Café da manhã em 1902

Meu bisavô andava pra lá e pra cá dentro de casa, roendo as unhas. Era um andar pesado, de quem sente uma dor que não compreende. E, quando se sente uma dor assim, é como se nada coubesse em si, de forma que embora andasse pra lá e pra cá, meu bisavô não se achasse fazendo isso. (Era mais como se sentisse que seus passos fossem a causa ou a consequência de algo maior do que eles mesmos).
Enquanto isso, minha bisavó, sua mulher, fritava ovos e esquentava o leite na chaleira. (Era um fritar ovos de quem apenas frita ovos. E um esquentar leite de quem apenas esquenta leite).
Meu bisavô, enquanto andava como quem não anda e olhava para minha bisavó fritando ovos como quem frita ovos, pensava que talvez não amasse minha bisavó, dentre outras coisas nas quais pensava. E minha bisavó, embora não amasse meu bisavô, não pensava em nada, apenas fritava ovos, dentre outras coisas as quais fazia.
Além de pensar na minha bisavó, no amor (e na falta dele) e de andar pra lá e pra cá como quem não faz isso, meu bisavô também pensava no meu avô, seu filho, um filho que o preocupava, um filho complicado, epilético.
Meu avô epilético, também um futuro comunista, acordava faminto e descia para comer o ovo frito que a minha bisavó fazia, na companhia do meu bisavô, infeliz e preocupado, que andava pra lá e pra cá, pensando em amor (e na falta dele), no meu avô/ seu filho epilético, dentre outras coisas.
Meu avô, faminto, futuro comunista, filho de mãe que não amava pai e fritava ovos, dentre outras coisas, sentou-se à mesa, e meu bisavô, vendo meu avô sentado, sentou-se ao seu lado (um sentar pesado, de quem sente que o seu sentar é a causa ou a consequência de algo bem maior).
Vendo meu bisavô sentado como quem não parece sentado, pensando em amor (e na falta dele), mais preocupado com a epilepsia do filho do que com a própria fome, meu avô sentiu um misto de amor e pena e, por um instante, esqueceu a sua fome também.
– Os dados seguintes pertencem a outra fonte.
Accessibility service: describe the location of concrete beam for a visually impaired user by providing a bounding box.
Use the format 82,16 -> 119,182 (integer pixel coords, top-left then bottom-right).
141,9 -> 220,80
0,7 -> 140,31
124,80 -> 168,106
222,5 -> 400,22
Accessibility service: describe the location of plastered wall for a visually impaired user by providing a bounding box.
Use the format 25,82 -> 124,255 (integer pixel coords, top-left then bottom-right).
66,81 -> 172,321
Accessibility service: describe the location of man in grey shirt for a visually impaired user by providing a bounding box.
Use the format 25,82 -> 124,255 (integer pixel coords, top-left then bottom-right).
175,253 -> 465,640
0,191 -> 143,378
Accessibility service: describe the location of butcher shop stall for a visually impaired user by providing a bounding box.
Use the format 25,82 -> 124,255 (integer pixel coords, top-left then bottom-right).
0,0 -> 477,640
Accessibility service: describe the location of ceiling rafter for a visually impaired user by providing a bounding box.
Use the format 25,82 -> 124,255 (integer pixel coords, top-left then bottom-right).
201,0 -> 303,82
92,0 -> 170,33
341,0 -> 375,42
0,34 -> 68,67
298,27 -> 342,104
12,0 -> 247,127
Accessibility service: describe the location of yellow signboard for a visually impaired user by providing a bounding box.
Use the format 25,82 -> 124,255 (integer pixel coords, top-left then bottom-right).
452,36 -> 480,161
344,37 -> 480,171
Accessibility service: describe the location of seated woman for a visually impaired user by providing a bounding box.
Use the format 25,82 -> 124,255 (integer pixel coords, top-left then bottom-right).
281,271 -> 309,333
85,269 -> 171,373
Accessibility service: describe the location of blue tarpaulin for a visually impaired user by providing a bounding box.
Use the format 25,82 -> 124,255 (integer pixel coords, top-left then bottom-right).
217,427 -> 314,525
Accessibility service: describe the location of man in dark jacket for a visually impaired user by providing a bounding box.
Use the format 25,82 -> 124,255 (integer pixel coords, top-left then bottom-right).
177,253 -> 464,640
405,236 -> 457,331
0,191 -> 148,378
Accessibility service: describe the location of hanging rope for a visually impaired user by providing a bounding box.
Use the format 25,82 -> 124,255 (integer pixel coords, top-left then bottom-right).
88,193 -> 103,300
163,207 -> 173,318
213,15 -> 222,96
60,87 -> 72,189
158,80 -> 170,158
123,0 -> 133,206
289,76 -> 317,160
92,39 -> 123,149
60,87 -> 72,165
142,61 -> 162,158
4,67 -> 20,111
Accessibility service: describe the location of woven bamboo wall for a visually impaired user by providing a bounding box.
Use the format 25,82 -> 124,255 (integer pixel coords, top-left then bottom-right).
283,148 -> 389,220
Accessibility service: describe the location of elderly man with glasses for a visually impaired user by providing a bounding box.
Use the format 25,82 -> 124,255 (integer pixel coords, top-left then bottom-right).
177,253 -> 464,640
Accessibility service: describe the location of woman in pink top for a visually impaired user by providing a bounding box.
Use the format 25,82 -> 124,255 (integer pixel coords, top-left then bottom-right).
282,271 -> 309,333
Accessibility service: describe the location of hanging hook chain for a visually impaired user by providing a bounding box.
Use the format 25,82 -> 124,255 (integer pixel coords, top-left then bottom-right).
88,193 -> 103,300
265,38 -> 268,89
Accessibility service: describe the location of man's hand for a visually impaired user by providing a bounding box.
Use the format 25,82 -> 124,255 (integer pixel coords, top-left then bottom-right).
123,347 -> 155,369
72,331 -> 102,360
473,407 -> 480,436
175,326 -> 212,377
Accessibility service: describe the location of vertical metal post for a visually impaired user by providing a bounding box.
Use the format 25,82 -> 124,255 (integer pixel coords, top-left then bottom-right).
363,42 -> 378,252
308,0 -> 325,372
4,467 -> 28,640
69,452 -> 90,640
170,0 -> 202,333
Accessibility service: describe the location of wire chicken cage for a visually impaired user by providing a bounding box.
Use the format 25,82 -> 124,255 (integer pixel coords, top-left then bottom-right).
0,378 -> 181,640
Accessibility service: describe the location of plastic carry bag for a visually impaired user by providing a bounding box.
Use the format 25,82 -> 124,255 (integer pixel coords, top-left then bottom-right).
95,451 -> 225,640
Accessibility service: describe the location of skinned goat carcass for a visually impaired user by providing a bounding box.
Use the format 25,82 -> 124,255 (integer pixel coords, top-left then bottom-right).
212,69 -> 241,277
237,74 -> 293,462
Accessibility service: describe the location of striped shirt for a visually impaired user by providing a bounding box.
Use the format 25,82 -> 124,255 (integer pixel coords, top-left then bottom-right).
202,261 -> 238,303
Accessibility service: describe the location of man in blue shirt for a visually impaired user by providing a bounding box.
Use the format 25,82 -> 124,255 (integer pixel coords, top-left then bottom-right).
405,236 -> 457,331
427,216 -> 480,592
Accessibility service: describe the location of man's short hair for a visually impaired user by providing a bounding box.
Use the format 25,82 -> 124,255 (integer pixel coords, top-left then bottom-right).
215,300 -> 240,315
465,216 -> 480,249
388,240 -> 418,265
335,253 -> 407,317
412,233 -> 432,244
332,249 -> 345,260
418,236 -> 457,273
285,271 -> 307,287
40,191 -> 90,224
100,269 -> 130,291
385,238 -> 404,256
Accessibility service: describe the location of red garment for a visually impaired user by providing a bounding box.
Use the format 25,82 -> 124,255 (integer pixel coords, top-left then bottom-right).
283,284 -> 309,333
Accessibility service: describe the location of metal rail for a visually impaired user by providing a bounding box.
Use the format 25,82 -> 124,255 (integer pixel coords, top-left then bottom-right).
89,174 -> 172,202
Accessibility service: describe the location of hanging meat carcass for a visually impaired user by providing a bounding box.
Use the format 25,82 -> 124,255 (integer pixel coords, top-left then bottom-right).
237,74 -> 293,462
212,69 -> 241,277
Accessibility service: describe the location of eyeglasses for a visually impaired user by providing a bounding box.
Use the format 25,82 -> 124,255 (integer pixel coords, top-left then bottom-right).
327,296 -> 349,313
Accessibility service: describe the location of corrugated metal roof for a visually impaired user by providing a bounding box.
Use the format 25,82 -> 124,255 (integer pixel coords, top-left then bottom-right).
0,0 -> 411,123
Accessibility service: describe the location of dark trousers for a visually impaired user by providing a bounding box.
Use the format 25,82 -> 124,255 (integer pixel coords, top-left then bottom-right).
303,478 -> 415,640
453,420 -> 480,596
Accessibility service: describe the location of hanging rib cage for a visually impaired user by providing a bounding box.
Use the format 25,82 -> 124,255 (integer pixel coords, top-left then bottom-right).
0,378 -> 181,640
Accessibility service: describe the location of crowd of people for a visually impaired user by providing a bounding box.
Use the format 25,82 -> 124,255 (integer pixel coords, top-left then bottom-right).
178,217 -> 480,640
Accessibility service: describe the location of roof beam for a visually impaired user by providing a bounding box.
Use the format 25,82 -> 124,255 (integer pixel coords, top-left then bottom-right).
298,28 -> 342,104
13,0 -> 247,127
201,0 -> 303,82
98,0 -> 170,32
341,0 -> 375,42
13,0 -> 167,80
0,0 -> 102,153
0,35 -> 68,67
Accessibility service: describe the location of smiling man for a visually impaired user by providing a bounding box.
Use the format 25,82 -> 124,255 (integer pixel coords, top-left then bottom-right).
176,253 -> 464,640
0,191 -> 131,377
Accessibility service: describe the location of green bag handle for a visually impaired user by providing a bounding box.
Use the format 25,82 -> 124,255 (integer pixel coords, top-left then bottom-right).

Nesse momento, minha bisavó chegou à mesa, segurando com uma mão a frigideira e, com a outra, a leiteira. Ela olhou para o meu avô/seu filho e notou nos seus olhos a sua momentânea falta de fome, o que a deixou com uma dor que compreendeu. (A falta de fome momentânea do filho epilético, sempre faminto pela manhã, era triste).
E então minha bisavó, que fritava ovos como quem fritava ovos, passou a segurar a leiteira como quem sente que o que faz é a causa ou a consequência de algo bem maior. E seu pulso (esse que segurava a leiteira) fraquejou, fazendo com que parte do leite quente vertesse sobre a região da mesa onde meu bisavô repousava seu braço esquerdo.
O leite quente, no contato com a pele fina do meu bisavô, queimou-o, provocando nele uma dor exata (uma dor de quem tem o braço queimado por um líquido muito quente).
E nenhum dos três jamais esqueceu aquela manhã.